核攻撃やバンカーバスターにも耐えられるここは、自衛隊にとって最高機密の場所。
「では、自分はここで待っていますので」
「了解アーチャー、様子はタブレットで見てても良いよ」
重い鉄製トビラを開くと、中は1つの監獄になっていた。
その奥で、錠に四肢を縛られた女性がいる。
「こんにちは張少尉、お腹空いてない? 空いたよね? 良いざまだよ……写真を撮ってネットにばら撒きたいくらいだ」
上機嫌な狂人に、中国工作部隊の指揮官––––張少尉はゆっくり顔を上げた。
「私から情報を抜き出そうなんて無駄なことだ、それより良いのか? 私にこんな仕打ちをすれば本国が黙っていないぞ」
「お、結構元気だねぇ。でもその自信はかなり危ないというか……下手すると虚勢に見えかねないよ?」
端正な顔を近づけ、笑みを見せる。
「今の死にかけの中国経済みたいにさ」
「貴様……!!」
「短気だね〜、思ったより空腹そうで安心したよ」
地面に座った錠前は、カバンから菓子パンを取り出した。
袋をビリッと破き、カレーパンを齧る。
「モグッ……あのさ。残りのセーフハウスの場所、サッサと教えてくんない? 君たち白アリの残党を駆除したいからさ」
「そう言われて教えるバカがいると?」
「痩せ我慢すんなよ、今も僕が食べてるカレーパンが欲しくて仕方ないだろ? ちょっと欲望へ素直になれば、美味しいご飯が食べられる。悪い話じゃないでしょ?」
「ッ……!!」
3日間……水しか飲んでいない少尉にとって、カレーパンは最大級の拷問だった。
この男は、敢えて匂いの強い物を持ってきたのだ。
––––ゲスめッ。
「良い性格をしているな、このクズ野郎」
「おばさんに罵倒されても嬉しくないんだよね〜、あと20年早く言って欲しかったなぁ」
「ふざけているのか? そんな態度を取っていられるのも今の内だぞ、この小日本め……すぐに本国が助けに来てくれ––––」
喋っていた張少尉の言葉を、とびっきりの笑顔で錠前は遮った。
「さっき中国政府が会見を開いてね、日本に部隊を送ったことは確認していない……だってさ」
「は…………?」
思考が固まる少尉。
部隊を送ったことを認めない、つまり––––自分たちは最初からいなかったと言われたも同然。

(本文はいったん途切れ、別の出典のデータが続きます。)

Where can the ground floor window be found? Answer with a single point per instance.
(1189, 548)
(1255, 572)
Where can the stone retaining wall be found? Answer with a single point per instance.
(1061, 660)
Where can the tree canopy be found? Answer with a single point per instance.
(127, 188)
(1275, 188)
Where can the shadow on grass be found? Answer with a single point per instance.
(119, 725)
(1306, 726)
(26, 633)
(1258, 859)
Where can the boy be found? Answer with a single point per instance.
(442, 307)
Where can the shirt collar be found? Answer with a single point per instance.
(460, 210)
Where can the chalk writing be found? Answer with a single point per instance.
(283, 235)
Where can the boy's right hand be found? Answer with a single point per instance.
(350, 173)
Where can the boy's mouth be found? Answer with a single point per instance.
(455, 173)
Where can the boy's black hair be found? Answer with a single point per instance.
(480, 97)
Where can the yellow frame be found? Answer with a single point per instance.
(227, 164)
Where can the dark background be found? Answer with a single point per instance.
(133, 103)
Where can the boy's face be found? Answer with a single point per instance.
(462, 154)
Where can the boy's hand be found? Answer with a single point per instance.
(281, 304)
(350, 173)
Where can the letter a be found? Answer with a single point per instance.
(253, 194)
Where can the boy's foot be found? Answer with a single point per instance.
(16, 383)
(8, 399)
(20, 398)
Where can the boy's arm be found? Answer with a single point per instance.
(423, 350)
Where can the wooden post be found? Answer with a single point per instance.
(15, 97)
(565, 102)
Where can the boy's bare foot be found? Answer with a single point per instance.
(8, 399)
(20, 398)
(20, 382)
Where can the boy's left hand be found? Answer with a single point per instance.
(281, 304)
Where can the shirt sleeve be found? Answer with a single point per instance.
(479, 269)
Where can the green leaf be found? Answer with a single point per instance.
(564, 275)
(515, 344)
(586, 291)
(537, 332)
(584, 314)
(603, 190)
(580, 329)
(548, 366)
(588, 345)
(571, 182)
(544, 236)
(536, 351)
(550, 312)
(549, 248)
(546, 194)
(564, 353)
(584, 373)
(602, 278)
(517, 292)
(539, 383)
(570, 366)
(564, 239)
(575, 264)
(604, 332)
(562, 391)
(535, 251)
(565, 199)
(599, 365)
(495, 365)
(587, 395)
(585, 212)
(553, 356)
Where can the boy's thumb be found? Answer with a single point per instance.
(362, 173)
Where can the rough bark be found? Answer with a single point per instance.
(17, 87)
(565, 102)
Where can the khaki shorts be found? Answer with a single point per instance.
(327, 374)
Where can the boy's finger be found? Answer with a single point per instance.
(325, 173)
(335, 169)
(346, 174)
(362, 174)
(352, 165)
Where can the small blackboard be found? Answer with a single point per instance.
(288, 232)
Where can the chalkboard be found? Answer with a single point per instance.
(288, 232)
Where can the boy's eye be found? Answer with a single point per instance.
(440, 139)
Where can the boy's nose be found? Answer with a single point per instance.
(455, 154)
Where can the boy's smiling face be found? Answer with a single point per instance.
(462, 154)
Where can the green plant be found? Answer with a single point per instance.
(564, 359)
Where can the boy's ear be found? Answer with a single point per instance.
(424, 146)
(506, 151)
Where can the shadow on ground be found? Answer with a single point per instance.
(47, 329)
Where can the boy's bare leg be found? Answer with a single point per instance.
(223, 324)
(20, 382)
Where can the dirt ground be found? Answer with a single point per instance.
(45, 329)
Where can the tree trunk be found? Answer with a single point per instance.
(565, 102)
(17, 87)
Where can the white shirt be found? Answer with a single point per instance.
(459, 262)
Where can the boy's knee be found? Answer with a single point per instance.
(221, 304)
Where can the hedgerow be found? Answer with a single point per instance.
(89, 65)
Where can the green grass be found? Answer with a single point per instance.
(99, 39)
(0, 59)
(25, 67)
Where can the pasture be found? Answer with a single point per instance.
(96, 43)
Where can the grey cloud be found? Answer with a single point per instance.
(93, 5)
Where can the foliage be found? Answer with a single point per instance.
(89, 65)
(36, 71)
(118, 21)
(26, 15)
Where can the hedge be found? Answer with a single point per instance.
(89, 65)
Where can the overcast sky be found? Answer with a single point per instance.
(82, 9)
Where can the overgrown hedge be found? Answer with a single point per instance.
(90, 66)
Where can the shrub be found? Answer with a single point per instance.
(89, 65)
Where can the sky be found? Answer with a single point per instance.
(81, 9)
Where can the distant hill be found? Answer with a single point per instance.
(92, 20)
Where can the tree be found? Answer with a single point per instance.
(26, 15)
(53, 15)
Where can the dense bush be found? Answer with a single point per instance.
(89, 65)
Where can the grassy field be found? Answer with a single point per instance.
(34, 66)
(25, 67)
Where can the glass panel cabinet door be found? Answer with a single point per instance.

10年間祖国に奉仕してきた少尉は、無条件で国が助けてくれると思っていた。
それが、いとも簡単にひっくり返ってしまった。
呆然とする少尉に、錠前は冷たく言い放つ。
「お前らみたいな使い捨ての駒に、政府がリスクを犯すわけないじゃん。ひょっとしてバカだったりする? 自分の価値を身の丈以上に考えてた?」
「言わせておけば……!! 部下を皆殺しにした貴様はそれ以上のクズだ! サッサと出ていけ!」
「そう切れないでよおばさん、お詫びに良いもの見せてあげるからさ」
タブレットを取り出す錠前。
そこに映された映像を見て、張少尉は思わず声を上げた。
「えっ…………!?」
映像には、ここと似たような部屋で––––椅子に両手足を縛られた、張少尉の部下が映っていた。
それは、死んだはずの……こいつに殺されたはずの、手塩に掛けた若者だった。